Но Глуд, как бы решив удивить его своею расторопностью, только успев
понимающе наклонить голову и проговорить: "Зараз доставлю", - исчез, и очень
скоро на столе зачернела школьного типа чернильница-непроливайка и забелел
лист бумаги.
Это не могло не показаться Владимиру Ильичу добрым знаком, и
действительно вслед за всей этой благодатью в камере появился невысокий,
слабого на вид сложения человек лет тридцати двух-трех, с косым пробором
жидких волос, с открытым белым лбом, бритый, как актер, одетый по-летнему, с
папкой в руке.
Поклонившись как будто даже несколько театрально и положив папку на
стол, вошедший сказал по-немецки:
- Я судебный следователь, и мне прислали о вас бумагу. Прошу отвечать
на мои вопросы со всей откровенностью.
- Очень рад! - невольно обрадованно отозвался на это Владимир Ильич,
вплотную придвинувшись к столу.
Он стоял, следователь сел на табурет, Глуд дежурил у двери.

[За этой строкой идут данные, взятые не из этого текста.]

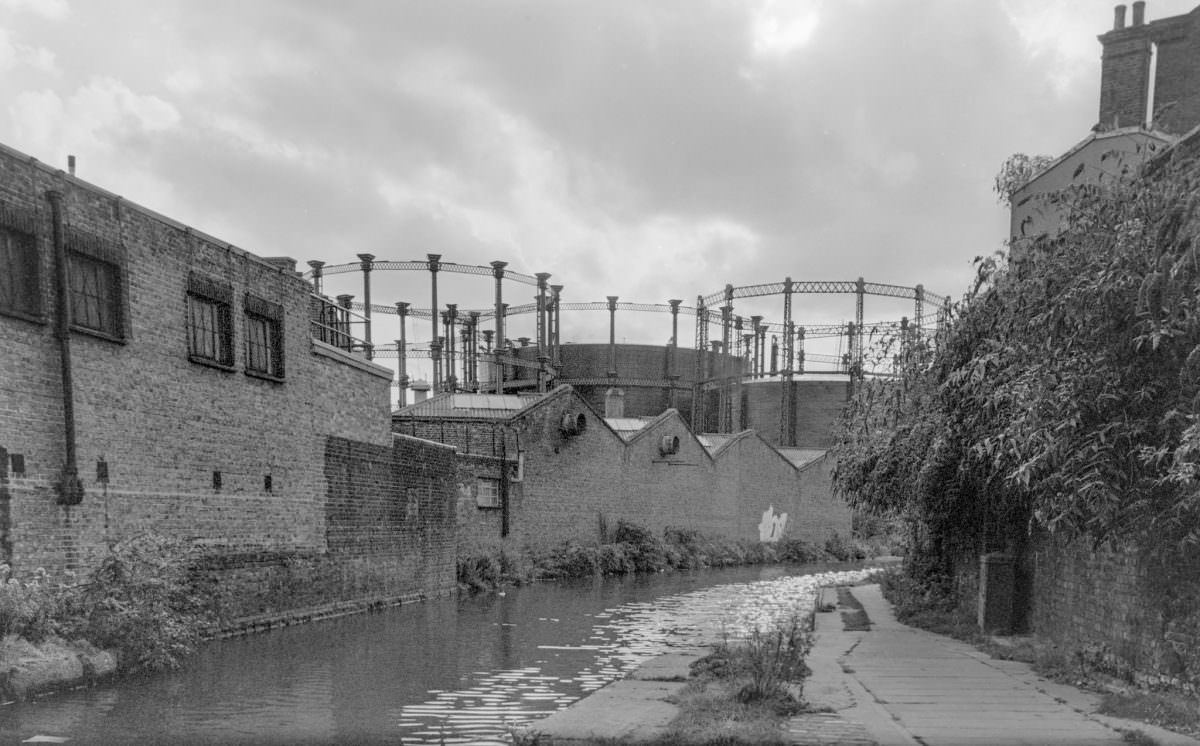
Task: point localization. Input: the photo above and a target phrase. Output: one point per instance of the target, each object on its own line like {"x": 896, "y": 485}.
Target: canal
{"x": 449, "y": 671}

Этот приход следователя объяснил Ленину и появление в его камере чернил
и бумаги, но у следователя оказалась своя бумага и свое "вечное перо".
После первых же вопросов, когда следователь узнал и записал, что
Владимир Ильич имеет литературный и партийный псевдоним Ленин, он поднял на
него расширенно-пристальные глаза и сказал изумленно:
- Ленин!.. Но позвольте, ведь это имя очень хорошо известно!
- Очевидно, не всякому, иначе бы я здесь не сидел, - возразил Ленин.
Следователь посмотрел на бумажку, полученную им, как догадался Владимир
Ильич, от старосты, и спросил, улыбнувшись:
- Вас, гражданин Ульянов, подозревают в шпионаже в пользу России на том
только основании, что вы получаете из России деньги. Откуда же вы их
получаете?
- От редакции газеты "Правда", где я сотрудничал почти в каждом
номере... Употребляю прошедшее время - "сотрудничал", так как газета эта
закрыта перед самой войной русским правительством. А до того она издавалась
легально, несмотря на свою революционность, но, разумеется, сильно страдала
от репрессий со стороны русских властей. Да ведь ради руководства этой
газетой я и поселился здесь, поближе к русской границе, - добавил Владимир
Ильич. - Согласитесь сами, что мне при моем положении, при моем отношении к
русскому правительству предъявлять обвинение в шпионаже в пользу этого
правительства, с которым борюсь я всю свою сознательную жизнь, - чистейшей
воды абсурд!
- Абсурд! Действительно абсурд! - не замедлил согласиться следователь.
- И я должен буду написать об этом с возможной закругленностью. Присядьте,
пожалуйста, хотя бы на койку, гражданин Ульянов!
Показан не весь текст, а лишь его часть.